También le enseñó Cholín la casa del paseo de Valencia, cerca de la Taconera, donde hacía poco los sublevados de las compañías francas habían matado al general Sarasfield, y en donde Espartero, como represalia, mandó fusilar poco después al coronel Iriarte y a sus compañeros, la mayoría masones y partidarios de la independencia del reino de Navarra.
A Cholín la idea de los masones le producía espanto. A Alvarito ya no le hacía ningún efecto.
La madre de Cholín, después de cenar, le contaba a Alvaro historias viejas de la ciudad. Ella le había visto, desde su tienda, pasar al coronel Zumalacárregui una mañana fría de un día de octubre y salir por la puerta de Francia. Poco después se supo que estaba en Huarte Araquil, al frente de todos los carlistas.
Por qué Alvarito sentía cada vez menos entusiasmo por el carlismo, a medida que vivía entre carlistas, él no sabía explicárselo; pero así le pasaba.
Alvarito no quería abandonar a sus amigos de la feria, y por la noche, harto de las historias de Cholín y del carlismo, cuando se cerraban las barracas y los dueños y sus criados iban a pasear o se quedaban de tertulia cerca de sus instalaciones y de sus carros, Alvaro se reunía a ellos. La mayoría charlaba o jugaba a las cartas. La señorita Atala, la del tiro al blanco, fué varias veces con Alvarito a sentarse al mirador de la Taconera, de noche. A ella no le parecía mal el muchacho; pero a él no le gustaba la titiritera con sus aires de cascarota.
Ella tenía sus ilusiones raras de bohemia y trotacaminos; pensaba que el mundo feo y penoso en que vivía se iba a abrir en cualquier ocasión e iba a aparecer el palacio admirable con sus esplendores orientales. Cuál sería la palabra mágica, cuál el momento, no lo sabía.

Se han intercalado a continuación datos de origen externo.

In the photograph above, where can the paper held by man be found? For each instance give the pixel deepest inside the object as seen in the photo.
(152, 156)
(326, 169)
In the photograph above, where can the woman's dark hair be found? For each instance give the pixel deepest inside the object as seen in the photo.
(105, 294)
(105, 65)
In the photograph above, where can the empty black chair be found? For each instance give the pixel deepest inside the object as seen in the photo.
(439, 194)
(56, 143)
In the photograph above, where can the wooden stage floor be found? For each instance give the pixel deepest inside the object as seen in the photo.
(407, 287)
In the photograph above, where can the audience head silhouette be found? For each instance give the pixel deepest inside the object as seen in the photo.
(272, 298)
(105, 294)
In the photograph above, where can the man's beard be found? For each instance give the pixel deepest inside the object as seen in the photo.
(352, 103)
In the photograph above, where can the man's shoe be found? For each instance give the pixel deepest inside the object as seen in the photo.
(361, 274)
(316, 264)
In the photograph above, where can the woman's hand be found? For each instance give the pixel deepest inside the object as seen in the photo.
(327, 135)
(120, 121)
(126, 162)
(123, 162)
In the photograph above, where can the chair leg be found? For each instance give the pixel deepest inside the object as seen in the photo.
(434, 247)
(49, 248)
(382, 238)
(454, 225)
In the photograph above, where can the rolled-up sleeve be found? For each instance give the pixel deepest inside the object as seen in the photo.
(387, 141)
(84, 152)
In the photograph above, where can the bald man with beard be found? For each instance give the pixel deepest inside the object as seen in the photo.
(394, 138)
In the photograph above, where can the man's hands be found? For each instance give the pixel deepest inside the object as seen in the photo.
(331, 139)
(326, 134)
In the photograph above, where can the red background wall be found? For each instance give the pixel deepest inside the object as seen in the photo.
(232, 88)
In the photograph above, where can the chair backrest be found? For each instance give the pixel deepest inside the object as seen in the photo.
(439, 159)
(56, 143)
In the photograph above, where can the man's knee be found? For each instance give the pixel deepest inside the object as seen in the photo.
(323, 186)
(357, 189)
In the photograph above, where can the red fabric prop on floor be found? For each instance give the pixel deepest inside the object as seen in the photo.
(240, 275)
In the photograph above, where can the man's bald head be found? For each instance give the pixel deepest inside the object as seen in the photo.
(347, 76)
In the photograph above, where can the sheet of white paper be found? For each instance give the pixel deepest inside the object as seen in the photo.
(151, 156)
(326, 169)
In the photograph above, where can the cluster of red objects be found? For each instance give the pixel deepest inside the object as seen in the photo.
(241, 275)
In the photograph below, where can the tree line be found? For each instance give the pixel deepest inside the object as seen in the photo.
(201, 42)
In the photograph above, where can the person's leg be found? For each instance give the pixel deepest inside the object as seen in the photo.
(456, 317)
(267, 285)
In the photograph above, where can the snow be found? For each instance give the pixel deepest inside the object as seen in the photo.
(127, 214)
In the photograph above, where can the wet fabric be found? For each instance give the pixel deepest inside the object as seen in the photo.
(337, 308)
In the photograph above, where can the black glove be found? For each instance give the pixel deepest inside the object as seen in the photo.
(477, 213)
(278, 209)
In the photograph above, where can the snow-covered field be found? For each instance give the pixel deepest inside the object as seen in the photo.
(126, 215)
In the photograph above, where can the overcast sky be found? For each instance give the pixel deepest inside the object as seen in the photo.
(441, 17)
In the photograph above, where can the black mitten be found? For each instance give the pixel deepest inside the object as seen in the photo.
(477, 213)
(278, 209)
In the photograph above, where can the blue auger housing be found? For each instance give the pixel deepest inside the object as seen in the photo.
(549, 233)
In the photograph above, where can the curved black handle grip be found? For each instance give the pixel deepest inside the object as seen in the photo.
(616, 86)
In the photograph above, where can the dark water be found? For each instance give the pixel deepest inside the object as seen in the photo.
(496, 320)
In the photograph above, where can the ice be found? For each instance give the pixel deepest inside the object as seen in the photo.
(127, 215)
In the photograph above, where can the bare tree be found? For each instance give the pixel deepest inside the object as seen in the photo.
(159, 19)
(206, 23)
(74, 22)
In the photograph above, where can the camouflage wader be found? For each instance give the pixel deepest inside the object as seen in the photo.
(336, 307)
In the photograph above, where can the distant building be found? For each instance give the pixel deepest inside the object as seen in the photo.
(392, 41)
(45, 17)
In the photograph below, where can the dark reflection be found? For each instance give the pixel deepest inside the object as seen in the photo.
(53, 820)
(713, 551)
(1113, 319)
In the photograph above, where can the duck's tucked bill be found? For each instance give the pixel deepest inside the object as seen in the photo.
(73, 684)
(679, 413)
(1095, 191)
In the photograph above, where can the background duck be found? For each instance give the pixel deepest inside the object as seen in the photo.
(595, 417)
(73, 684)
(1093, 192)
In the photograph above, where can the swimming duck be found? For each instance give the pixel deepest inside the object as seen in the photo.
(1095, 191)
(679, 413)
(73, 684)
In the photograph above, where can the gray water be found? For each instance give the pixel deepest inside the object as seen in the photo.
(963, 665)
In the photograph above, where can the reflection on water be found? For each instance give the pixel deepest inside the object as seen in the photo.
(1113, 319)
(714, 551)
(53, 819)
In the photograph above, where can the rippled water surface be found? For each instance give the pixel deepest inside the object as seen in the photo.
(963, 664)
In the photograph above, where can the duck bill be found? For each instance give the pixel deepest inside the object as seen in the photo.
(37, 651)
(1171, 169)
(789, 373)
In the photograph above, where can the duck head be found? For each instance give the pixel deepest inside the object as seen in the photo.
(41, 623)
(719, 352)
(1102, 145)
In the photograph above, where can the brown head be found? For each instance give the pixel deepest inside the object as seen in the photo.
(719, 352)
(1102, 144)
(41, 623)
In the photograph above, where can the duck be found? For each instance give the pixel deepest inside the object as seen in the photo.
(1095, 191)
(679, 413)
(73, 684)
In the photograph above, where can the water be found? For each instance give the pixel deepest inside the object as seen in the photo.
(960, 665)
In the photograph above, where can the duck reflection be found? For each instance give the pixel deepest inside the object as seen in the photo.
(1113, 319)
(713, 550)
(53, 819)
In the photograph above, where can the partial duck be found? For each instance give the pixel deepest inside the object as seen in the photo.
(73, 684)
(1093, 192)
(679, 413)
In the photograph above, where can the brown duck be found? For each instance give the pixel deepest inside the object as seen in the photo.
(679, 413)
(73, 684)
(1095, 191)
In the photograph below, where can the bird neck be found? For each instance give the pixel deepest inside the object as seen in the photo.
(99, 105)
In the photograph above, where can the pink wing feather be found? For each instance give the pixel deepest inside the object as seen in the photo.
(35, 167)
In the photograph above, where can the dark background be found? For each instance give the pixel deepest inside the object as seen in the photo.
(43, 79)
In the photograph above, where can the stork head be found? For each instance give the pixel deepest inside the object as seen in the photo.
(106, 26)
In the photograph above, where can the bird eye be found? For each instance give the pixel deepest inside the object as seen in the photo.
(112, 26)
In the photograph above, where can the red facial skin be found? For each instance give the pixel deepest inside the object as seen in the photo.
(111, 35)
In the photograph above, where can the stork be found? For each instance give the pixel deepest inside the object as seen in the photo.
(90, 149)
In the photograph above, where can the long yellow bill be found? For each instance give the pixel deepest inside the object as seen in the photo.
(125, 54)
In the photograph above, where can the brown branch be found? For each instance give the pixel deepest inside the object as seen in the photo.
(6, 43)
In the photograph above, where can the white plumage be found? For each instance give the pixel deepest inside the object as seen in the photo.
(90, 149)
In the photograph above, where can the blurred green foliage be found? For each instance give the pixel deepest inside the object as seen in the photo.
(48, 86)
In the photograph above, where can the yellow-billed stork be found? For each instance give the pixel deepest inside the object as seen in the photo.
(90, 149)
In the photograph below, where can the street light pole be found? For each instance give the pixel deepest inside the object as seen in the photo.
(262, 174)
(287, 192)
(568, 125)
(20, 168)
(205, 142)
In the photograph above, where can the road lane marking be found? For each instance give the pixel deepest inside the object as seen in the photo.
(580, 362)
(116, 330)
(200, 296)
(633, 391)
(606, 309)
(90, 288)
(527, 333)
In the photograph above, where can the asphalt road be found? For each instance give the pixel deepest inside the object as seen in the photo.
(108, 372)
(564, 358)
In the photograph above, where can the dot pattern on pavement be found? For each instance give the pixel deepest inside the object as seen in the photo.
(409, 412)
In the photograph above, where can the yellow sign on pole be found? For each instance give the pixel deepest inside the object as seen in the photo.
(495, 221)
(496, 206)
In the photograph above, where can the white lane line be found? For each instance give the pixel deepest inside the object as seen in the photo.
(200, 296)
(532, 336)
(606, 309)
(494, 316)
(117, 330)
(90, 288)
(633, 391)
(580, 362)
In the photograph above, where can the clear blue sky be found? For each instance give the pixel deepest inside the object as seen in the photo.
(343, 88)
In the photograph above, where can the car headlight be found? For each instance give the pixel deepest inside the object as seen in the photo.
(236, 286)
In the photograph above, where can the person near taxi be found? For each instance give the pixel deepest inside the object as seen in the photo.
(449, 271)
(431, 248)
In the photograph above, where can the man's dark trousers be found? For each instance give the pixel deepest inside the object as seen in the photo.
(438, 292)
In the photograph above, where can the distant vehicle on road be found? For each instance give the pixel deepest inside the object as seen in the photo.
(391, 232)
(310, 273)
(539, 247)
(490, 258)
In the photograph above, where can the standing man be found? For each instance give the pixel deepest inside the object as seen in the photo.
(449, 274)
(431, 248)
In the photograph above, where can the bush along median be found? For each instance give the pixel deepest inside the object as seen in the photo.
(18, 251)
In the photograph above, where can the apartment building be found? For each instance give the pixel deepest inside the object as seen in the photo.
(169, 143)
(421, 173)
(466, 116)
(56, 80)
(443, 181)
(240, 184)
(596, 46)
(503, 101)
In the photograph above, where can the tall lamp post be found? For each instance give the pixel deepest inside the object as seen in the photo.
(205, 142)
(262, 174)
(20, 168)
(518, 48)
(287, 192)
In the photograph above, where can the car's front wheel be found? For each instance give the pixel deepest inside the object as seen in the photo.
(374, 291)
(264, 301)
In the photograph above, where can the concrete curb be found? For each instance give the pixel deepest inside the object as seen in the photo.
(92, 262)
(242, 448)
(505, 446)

Alvarito estaba entusiasmado con Manón y no hablaba más que de ella y de Bayona. A la señorita Atala, Bayona le parecía un pueblo horrible y aburrido.
A veces la titiritera y el muchacho se sentían de acuerdo.
La decoración era inspiradora; aquellas noches templadas, con el cielo lleno de estrellas, la obscuridad de alrededor, las luces misteriosas en los pueblos lejanos, el alerta de los centinelas; todo ello hablaba a la imaginación.